A recent paper summarizes the available preclinical and clinical evidence on this treatment option and reports that a few types of cellular therapy show promise for stromal regeneration and corneal thickness enhancement. Preclinical studies:

• Collagen-based scaffolds. Decellularized corneal stroma is the most promising current approach. Multiple sections can be obtained from a single donor cornea, including xenogenic donors such as pigs. These decellularized sections have been recellularized with adipose-derived human adult stem cells in animal studies. In both preclinical and clinical studies, transplanted cells survived and differentiated into corneal keratocytes and integrated completely with the implant to mimic natural corneal strength and transparency with no rejection episodes. However, the researchers noted this approach is limited by the need for donor tissue. Synthetic scaffolds, however, don’t require human donor tissue, but laboratory production costs are high, and they fall short of mimicking the transparency and strength of human corneas.

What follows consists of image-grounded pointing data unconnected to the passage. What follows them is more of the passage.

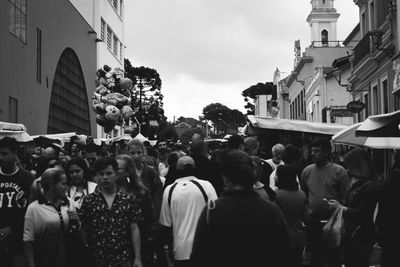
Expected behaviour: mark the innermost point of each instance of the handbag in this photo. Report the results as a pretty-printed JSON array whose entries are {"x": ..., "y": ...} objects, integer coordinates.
[{"x": 333, "y": 230}]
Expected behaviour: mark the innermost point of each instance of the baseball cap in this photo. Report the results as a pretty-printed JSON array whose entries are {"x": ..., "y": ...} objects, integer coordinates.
[{"x": 185, "y": 163}]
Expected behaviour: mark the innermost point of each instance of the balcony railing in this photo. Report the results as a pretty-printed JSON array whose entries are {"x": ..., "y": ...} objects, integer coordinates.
[
  {"x": 364, "y": 48},
  {"x": 316, "y": 44}
]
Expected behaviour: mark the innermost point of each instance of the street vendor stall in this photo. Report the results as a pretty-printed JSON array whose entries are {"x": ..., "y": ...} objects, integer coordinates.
[
  {"x": 297, "y": 132},
  {"x": 16, "y": 130}
]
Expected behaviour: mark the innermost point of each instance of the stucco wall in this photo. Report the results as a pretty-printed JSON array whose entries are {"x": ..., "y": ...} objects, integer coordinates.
[{"x": 62, "y": 27}]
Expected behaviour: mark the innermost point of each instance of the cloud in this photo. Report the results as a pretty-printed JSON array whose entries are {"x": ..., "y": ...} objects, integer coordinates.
[{"x": 214, "y": 49}]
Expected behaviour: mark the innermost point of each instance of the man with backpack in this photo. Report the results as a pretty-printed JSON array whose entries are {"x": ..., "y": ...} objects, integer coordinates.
[{"x": 183, "y": 201}]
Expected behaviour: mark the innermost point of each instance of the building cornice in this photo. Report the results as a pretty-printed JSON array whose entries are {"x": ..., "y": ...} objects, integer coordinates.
[{"x": 297, "y": 69}]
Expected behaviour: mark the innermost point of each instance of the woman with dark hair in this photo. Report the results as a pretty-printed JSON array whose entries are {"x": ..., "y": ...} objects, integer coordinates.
[
  {"x": 293, "y": 204},
  {"x": 387, "y": 220},
  {"x": 359, "y": 208},
  {"x": 46, "y": 221},
  {"x": 240, "y": 228},
  {"x": 129, "y": 181},
  {"x": 79, "y": 183}
]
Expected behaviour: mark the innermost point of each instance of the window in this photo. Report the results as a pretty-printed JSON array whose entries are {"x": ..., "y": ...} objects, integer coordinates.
[
  {"x": 38, "y": 55},
  {"x": 385, "y": 101},
  {"x": 18, "y": 19},
  {"x": 396, "y": 97},
  {"x": 382, "y": 10},
  {"x": 374, "y": 100},
  {"x": 366, "y": 101},
  {"x": 69, "y": 109},
  {"x": 120, "y": 51},
  {"x": 121, "y": 8},
  {"x": 12, "y": 109},
  {"x": 302, "y": 104},
  {"x": 109, "y": 37},
  {"x": 102, "y": 29},
  {"x": 363, "y": 24},
  {"x": 372, "y": 15},
  {"x": 324, "y": 37},
  {"x": 115, "y": 45}
]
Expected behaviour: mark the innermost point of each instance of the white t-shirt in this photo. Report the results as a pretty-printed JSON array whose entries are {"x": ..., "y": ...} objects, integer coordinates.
[
  {"x": 273, "y": 173},
  {"x": 43, "y": 227},
  {"x": 187, "y": 202}
]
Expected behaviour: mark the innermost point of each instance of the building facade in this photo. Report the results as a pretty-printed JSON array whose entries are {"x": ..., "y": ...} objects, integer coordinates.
[
  {"x": 47, "y": 67},
  {"x": 106, "y": 17},
  {"x": 310, "y": 92},
  {"x": 375, "y": 60}
]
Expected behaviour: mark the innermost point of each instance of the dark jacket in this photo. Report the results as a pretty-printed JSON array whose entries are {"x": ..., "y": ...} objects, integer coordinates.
[
  {"x": 388, "y": 219},
  {"x": 206, "y": 169},
  {"x": 360, "y": 230},
  {"x": 242, "y": 230}
]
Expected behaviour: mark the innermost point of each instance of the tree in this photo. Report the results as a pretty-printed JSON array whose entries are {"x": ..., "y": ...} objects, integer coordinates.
[
  {"x": 223, "y": 118},
  {"x": 253, "y": 91},
  {"x": 146, "y": 96}
]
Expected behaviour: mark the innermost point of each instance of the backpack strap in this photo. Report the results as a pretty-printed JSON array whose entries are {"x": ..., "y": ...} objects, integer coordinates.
[
  {"x": 194, "y": 182},
  {"x": 210, "y": 206},
  {"x": 170, "y": 193},
  {"x": 201, "y": 189}
]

• Stem cell therapy without scaffolds. This model aims to generate new extracellular corneal matrices within the corneal stroma without a scaffold. Different approaches include direct intrastromal transplantation and implantation at the ocular surface, intravenous or anterior chamber. Differentiation was successful with autologous, adipose-derived human adult stem cells in keratoconus. Clinical and preclinical evidence has shown that direct intrastromal implantation of mesenchymal stem cells within the cornea results in production of the extracellular corneal matrix but not in quantities sufficient to restore corneal thickness in advanced keratoconus.

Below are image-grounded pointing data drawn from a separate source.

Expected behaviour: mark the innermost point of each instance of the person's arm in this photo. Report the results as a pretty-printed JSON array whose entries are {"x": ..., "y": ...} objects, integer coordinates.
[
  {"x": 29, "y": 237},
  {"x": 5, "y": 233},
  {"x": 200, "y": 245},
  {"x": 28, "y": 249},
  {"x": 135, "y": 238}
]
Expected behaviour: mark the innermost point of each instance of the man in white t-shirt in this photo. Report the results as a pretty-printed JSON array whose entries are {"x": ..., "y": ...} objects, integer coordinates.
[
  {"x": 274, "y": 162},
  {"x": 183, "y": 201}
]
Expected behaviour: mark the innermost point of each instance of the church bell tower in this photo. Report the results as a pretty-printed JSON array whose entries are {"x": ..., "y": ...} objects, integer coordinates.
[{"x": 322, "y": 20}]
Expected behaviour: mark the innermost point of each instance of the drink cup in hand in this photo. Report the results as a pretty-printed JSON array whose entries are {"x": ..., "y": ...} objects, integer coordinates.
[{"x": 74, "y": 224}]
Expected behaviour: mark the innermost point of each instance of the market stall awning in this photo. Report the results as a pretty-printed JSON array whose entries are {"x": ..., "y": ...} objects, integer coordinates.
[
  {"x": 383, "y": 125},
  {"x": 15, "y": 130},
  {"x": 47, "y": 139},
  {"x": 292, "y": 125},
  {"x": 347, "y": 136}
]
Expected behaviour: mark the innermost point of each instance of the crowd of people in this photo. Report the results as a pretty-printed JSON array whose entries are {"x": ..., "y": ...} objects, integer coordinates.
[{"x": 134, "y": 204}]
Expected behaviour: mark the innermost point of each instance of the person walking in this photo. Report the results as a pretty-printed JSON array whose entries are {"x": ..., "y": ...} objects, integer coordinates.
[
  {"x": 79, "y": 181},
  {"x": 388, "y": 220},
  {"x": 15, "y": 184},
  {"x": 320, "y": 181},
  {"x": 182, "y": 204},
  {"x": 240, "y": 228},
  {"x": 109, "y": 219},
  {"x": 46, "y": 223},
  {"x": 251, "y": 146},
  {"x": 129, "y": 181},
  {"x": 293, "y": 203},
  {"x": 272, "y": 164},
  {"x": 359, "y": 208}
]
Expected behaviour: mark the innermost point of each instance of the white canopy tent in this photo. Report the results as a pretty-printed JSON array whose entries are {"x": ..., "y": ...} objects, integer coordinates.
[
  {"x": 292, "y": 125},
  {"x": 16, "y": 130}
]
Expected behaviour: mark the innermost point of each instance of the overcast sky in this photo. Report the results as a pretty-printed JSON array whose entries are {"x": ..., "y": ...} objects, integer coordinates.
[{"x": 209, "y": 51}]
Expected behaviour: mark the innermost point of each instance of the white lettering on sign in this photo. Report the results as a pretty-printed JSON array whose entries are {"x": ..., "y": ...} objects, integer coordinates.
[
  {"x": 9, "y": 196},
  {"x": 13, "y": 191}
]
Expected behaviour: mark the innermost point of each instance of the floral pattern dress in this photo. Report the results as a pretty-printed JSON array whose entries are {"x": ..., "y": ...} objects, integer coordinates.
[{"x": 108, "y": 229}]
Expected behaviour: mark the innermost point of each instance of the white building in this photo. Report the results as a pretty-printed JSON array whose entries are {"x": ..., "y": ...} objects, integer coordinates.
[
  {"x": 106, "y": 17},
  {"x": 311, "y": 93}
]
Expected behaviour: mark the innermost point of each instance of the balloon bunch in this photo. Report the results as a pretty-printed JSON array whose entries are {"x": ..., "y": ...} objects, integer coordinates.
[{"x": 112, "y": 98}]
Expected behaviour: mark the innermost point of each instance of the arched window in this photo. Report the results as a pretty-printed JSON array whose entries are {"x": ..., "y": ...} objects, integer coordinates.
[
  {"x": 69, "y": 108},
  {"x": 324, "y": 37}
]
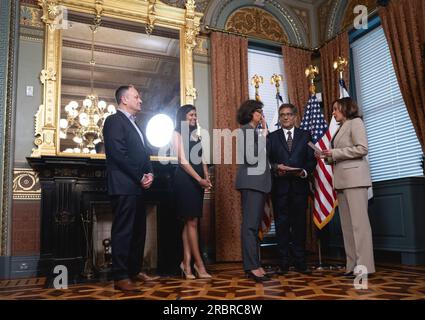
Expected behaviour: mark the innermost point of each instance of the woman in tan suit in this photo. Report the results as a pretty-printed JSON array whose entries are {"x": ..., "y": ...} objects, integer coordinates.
[{"x": 351, "y": 181}]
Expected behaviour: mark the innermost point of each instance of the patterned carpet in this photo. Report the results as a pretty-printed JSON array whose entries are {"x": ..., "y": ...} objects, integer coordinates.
[{"x": 391, "y": 282}]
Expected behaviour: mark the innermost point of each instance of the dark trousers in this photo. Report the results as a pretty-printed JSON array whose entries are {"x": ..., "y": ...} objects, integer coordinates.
[
  {"x": 290, "y": 218},
  {"x": 127, "y": 235},
  {"x": 252, "y": 213}
]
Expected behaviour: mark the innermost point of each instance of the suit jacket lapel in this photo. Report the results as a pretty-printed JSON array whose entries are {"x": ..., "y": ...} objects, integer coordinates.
[
  {"x": 295, "y": 139},
  {"x": 342, "y": 130},
  {"x": 283, "y": 139},
  {"x": 134, "y": 129}
]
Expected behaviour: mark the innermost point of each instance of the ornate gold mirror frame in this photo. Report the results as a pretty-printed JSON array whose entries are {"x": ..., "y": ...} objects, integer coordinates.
[{"x": 149, "y": 12}]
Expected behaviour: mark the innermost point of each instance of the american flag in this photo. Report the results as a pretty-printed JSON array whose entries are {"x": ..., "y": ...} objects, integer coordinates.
[{"x": 324, "y": 195}]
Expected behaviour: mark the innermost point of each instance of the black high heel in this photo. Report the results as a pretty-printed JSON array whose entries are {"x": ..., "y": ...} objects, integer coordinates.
[{"x": 263, "y": 278}]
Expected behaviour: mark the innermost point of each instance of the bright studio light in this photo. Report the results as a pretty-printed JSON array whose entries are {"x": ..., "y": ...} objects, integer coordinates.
[{"x": 159, "y": 130}]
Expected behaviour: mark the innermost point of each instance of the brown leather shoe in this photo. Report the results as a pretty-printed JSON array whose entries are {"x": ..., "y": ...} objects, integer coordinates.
[
  {"x": 125, "y": 285},
  {"x": 143, "y": 277}
]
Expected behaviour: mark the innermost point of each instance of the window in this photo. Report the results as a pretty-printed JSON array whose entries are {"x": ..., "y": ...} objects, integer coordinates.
[
  {"x": 266, "y": 64},
  {"x": 394, "y": 150}
]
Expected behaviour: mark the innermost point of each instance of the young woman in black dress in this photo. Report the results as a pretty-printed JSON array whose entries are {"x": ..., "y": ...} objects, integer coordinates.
[{"x": 190, "y": 181}]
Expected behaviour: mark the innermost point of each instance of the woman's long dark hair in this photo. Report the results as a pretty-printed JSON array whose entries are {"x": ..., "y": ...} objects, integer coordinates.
[
  {"x": 349, "y": 107},
  {"x": 181, "y": 117}
]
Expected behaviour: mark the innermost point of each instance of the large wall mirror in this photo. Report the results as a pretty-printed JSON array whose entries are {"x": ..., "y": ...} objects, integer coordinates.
[{"x": 148, "y": 44}]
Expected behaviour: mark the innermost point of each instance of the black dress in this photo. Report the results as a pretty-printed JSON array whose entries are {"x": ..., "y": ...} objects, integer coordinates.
[{"x": 189, "y": 195}]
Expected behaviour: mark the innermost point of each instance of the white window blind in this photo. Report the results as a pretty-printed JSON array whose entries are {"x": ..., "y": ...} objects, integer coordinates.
[
  {"x": 266, "y": 64},
  {"x": 394, "y": 150}
]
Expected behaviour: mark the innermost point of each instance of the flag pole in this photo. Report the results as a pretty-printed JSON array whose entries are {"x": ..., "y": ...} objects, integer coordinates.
[
  {"x": 276, "y": 79},
  {"x": 311, "y": 72}
]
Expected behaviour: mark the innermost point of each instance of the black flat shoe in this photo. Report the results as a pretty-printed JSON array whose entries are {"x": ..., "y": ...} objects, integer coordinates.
[{"x": 263, "y": 278}]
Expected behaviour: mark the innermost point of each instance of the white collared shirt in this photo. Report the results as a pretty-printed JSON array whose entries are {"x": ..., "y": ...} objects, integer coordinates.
[
  {"x": 133, "y": 122},
  {"x": 292, "y": 130},
  {"x": 285, "y": 131}
]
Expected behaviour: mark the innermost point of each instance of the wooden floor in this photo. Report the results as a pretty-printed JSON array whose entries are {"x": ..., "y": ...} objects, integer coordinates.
[{"x": 391, "y": 282}]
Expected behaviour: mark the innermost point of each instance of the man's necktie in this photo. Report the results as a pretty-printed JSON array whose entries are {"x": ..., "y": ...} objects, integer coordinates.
[{"x": 289, "y": 140}]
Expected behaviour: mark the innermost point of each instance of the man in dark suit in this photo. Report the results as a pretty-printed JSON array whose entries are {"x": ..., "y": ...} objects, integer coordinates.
[
  {"x": 129, "y": 172},
  {"x": 292, "y": 160}
]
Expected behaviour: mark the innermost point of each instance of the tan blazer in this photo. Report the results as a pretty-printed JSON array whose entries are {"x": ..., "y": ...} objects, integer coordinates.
[{"x": 351, "y": 169}]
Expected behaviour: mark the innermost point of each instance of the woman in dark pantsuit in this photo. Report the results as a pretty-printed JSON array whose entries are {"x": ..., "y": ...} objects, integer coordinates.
[{"x": 254, "y": 182}]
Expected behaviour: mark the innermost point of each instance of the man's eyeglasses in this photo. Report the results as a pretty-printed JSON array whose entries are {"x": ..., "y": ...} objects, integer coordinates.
[{"x": 286, "y": 115}]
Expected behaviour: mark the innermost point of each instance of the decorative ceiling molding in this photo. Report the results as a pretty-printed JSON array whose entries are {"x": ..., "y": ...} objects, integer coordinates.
[
  {"x": 201, "y": 5},
  {"x": 256, "y": 22},
  {"x": 304, "y": 17},
  {"x": 349, "y": 14},
  {"x": 219, "y": 11}
]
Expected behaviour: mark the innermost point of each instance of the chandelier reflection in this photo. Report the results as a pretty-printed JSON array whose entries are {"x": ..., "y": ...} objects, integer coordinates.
[{"x": 85, "y": 122}]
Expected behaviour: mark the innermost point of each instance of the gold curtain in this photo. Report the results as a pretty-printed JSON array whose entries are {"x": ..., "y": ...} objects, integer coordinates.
[
  {"x": 295, "y": 61},
  {"x": 403, "y": 22},
  {"x": 229, "y": 63},
  {"x": 328, "y": 54}
]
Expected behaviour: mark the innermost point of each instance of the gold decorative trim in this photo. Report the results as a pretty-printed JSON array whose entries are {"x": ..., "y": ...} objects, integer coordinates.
[
  {"x": 26, "y": 185},
  {"x": 256, "y": 22},
  {"x": 201, "y": 46},
  {"x": 147, "y": 12},
  {"x": 31, "y": 17}
]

• Mesenchymal stem cell exosomes. These secrete paracrine factors like VEGF that promote cell migration and keratocyte survival. Studies hypothesize that direct treatment with these exosome growth factors can provide the benefits of cellular therapy without the cellular component itself. One study found that exosomes in culture media had immunosuppressive properties that significantly reduced stromal scarring in vivo. The authors noted that “the use of mesenchymal stem cell exosomes (without their cellular component) could overcome some of the limitations and risks associated with the direct delivery of stem cells to humans in vivo if exosomes could be applied topically.”

Clinical studies:

• Femto-assisted refractive stromal lenticule addition. The popularity of SMILE procedures has resulted in more widely available corneal donor tissue. One approach involves femto-assisted, small incision, sutureless, intrastromal lamellar keratoplasty as an alternative to corneal transplantation. The stromal lenticule addition in this procedure resulted in improved visual acuity, a thicker lenticule and a reduction of 7.00D in the max keratometry reading, one study reported. “This procedure increases corneal thickness, providing additional strength to the weakened cornea and anterior corneal flattening when using a negative meniscus-shaped lenticule,” the authors said. It’s also been shown to induce corneal reinnervation.

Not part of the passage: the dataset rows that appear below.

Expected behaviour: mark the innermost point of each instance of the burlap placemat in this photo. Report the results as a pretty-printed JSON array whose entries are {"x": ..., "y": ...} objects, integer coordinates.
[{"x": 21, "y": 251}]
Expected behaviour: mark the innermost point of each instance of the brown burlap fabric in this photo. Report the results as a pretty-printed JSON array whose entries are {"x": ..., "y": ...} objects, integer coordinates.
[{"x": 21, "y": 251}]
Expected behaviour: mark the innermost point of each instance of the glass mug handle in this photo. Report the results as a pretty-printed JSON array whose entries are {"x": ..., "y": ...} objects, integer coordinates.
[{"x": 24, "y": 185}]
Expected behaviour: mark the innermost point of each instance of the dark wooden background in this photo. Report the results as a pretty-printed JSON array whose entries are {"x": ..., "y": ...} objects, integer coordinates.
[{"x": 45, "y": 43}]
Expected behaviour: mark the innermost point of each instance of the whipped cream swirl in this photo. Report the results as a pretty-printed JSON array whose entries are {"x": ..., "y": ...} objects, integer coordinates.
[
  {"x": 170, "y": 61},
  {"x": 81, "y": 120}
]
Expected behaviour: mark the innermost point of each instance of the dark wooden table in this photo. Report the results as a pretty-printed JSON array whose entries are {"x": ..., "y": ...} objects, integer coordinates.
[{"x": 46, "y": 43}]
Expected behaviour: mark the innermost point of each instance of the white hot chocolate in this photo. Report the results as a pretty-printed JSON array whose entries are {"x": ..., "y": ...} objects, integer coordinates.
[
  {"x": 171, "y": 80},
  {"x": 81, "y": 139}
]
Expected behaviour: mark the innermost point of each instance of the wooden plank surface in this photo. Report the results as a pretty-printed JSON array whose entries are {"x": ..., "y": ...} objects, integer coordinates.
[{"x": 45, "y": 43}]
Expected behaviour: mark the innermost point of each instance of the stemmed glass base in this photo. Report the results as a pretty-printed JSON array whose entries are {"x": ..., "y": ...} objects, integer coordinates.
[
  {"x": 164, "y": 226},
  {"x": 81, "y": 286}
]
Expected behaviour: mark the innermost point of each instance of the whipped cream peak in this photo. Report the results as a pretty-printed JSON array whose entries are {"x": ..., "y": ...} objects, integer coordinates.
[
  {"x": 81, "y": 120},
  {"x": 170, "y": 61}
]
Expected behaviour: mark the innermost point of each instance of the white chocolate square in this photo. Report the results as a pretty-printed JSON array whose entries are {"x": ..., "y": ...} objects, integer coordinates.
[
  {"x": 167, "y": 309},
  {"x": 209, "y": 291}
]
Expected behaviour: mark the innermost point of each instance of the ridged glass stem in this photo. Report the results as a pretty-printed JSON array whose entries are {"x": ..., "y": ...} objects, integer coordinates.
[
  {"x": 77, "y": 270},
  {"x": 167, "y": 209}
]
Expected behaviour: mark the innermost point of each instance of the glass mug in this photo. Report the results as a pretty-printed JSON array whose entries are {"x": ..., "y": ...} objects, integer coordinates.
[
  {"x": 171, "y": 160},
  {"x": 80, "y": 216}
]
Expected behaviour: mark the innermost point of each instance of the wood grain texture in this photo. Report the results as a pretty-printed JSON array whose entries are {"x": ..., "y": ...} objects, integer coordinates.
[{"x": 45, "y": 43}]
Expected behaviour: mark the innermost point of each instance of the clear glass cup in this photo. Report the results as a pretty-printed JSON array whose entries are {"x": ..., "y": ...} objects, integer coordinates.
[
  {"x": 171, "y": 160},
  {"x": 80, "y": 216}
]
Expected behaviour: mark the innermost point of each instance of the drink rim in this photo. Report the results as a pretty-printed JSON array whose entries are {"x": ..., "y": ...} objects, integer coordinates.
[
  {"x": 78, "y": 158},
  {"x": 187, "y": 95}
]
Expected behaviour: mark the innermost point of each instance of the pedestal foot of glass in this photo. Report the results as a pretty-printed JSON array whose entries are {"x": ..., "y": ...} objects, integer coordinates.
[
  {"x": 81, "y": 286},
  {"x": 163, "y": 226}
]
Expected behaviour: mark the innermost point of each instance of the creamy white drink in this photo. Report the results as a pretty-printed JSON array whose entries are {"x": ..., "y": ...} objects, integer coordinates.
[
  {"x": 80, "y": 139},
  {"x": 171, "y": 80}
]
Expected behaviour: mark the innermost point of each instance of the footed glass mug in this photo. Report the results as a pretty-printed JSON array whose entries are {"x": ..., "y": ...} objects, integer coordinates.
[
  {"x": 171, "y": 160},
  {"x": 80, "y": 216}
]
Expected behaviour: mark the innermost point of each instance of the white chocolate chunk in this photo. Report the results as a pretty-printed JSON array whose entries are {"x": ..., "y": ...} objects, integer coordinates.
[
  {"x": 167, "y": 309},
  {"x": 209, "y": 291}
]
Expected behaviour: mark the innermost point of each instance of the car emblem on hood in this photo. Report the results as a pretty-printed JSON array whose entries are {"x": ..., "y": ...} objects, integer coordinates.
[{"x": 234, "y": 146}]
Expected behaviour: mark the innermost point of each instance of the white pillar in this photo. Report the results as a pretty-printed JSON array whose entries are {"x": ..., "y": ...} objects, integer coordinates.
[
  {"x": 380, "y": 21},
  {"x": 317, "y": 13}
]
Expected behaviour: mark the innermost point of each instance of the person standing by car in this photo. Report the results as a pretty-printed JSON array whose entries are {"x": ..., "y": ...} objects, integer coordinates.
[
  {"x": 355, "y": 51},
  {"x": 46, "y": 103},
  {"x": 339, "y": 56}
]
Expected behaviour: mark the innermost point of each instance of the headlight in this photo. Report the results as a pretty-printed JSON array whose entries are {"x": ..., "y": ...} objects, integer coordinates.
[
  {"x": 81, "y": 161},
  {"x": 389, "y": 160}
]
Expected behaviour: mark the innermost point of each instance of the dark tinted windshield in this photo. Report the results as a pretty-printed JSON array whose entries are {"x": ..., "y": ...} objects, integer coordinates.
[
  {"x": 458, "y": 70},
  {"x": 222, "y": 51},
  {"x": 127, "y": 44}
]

• Stromal stem cell therapy for advanced keratoconus. In one study, autologous, adipose-derived human adult stem cells were implanted in patients with advanced keratoconus. Tissue was obtained with liposuction and cultured. Each affected eye received an injection of the cultured cells in a buffered solution in the stromal pocket. During the three-year follow-up period, no haze or infection was observed, and patients recovered full transparency within the first day post-op. All cases continued to improve, with increased cell density over 12 months and statistically significant increases in the anterior, mid and posterior surfaces of decellularized and recellularized laminas in the anterior and posterior host stroma.

The researchers concluded that implantation of autologous, adipose-derived human adult stem cells, decellularized human corneal stroma and allogenic SMILE lenticule corneal inlays may be effective therapies for keratoconus. Corneal stromal regeneration and corneal thickness enhancement are the strongest options for corneal stroma therapy, they noted.